How to Use Google Analytics Filters and Segments
Google Analytics offers many insights into your website’s performance. However, the massive volume of data available can be overwhelming. This is where filters and segments come to the rescue, serving as two indispensable tools in the arsenal of any data-driven marketer or website owner.
These powerful features enable you to navigate the data maze, extract meaningful insights, and uncover hidden opportunities. But how are they different? And how do we use these differences to create strategies that help us make data-driven decisions? Read on to find out.
What is the difference between segments and filters?

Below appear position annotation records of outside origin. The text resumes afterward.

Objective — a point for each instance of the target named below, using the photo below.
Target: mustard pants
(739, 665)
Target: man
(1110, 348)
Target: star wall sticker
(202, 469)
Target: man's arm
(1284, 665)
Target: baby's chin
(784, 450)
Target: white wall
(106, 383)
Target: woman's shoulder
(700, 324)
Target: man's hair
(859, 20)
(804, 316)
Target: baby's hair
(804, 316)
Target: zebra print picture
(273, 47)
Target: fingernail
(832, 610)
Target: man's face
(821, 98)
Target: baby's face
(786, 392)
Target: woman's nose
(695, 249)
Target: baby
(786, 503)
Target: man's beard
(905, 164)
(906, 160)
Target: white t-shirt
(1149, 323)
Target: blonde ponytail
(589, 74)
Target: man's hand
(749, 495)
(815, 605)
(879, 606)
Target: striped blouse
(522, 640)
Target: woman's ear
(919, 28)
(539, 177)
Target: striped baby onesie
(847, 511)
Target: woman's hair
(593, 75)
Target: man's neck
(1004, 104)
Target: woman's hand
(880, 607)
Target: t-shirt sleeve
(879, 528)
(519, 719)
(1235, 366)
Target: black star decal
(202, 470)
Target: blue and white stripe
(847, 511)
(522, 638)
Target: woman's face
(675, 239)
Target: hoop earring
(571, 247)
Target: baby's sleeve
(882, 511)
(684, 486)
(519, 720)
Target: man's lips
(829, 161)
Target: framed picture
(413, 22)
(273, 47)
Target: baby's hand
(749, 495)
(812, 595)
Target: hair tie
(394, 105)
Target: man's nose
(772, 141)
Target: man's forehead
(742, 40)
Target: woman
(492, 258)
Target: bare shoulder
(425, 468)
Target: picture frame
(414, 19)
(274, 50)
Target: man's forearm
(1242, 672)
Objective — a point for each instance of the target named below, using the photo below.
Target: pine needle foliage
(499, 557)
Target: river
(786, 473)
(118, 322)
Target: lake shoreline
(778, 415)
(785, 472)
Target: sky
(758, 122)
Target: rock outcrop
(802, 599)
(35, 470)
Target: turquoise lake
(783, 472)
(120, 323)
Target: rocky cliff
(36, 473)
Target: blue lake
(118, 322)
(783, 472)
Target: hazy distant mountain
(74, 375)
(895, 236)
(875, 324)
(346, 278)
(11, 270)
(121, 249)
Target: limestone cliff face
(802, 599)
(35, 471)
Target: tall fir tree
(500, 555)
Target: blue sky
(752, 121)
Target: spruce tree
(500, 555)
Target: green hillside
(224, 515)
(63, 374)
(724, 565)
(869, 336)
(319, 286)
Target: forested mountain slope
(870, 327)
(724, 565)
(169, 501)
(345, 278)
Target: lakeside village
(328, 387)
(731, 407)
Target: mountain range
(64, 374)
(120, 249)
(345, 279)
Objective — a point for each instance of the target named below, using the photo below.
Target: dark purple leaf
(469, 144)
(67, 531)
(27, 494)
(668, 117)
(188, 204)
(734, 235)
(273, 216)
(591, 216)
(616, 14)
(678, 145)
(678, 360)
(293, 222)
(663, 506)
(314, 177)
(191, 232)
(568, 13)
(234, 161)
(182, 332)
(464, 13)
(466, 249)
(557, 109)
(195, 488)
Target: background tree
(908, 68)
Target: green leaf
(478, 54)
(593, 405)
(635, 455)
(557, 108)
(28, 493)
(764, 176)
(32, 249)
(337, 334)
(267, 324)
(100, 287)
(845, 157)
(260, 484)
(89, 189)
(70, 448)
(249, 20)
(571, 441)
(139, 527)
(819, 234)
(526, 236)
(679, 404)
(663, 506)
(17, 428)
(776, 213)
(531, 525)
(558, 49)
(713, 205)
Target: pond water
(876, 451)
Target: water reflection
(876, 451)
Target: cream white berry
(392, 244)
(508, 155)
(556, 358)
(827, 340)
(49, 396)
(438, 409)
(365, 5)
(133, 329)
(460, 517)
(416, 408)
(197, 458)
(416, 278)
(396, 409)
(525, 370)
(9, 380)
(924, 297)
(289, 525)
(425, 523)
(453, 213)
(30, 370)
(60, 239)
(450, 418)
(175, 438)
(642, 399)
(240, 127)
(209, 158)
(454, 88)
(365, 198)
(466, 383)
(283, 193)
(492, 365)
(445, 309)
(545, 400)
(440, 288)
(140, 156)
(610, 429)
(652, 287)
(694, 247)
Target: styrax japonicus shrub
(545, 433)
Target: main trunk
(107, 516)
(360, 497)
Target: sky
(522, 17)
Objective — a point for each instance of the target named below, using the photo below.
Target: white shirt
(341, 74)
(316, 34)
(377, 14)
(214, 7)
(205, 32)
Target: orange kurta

Segments and filters each serve a unique purpose in helping users analyse and extract insights from their data:
Segments
Segments are a dynamic way to temporarily isolate subsets of your data for analysis and reporting. They allow you to focus on specific sets of users or sessions based on various criteria, such as demographics, behaviour, traffic sources, or user interactions. The beauty of segments lies in their non-destructive nature; they don’t alter your original data in any way. Instead, they provide a filtered view, allowing you to explore how a particular subset of your audience behaves within the existing dataset.
Filters
In contrast, filters are a more permanent means of data manipulation. Filters are applied at the view level in Google Analytics, and they serve to exclude, include, or modify incoming data before it is processed and stored. Once a filter is set up, it affects all future data collected in that view and cannot be undone or reversed for historical data.
Important note: It’s crucial to exercise caution when implementing filters, as mistakes can lead to irreversible data loss or inaccuracies.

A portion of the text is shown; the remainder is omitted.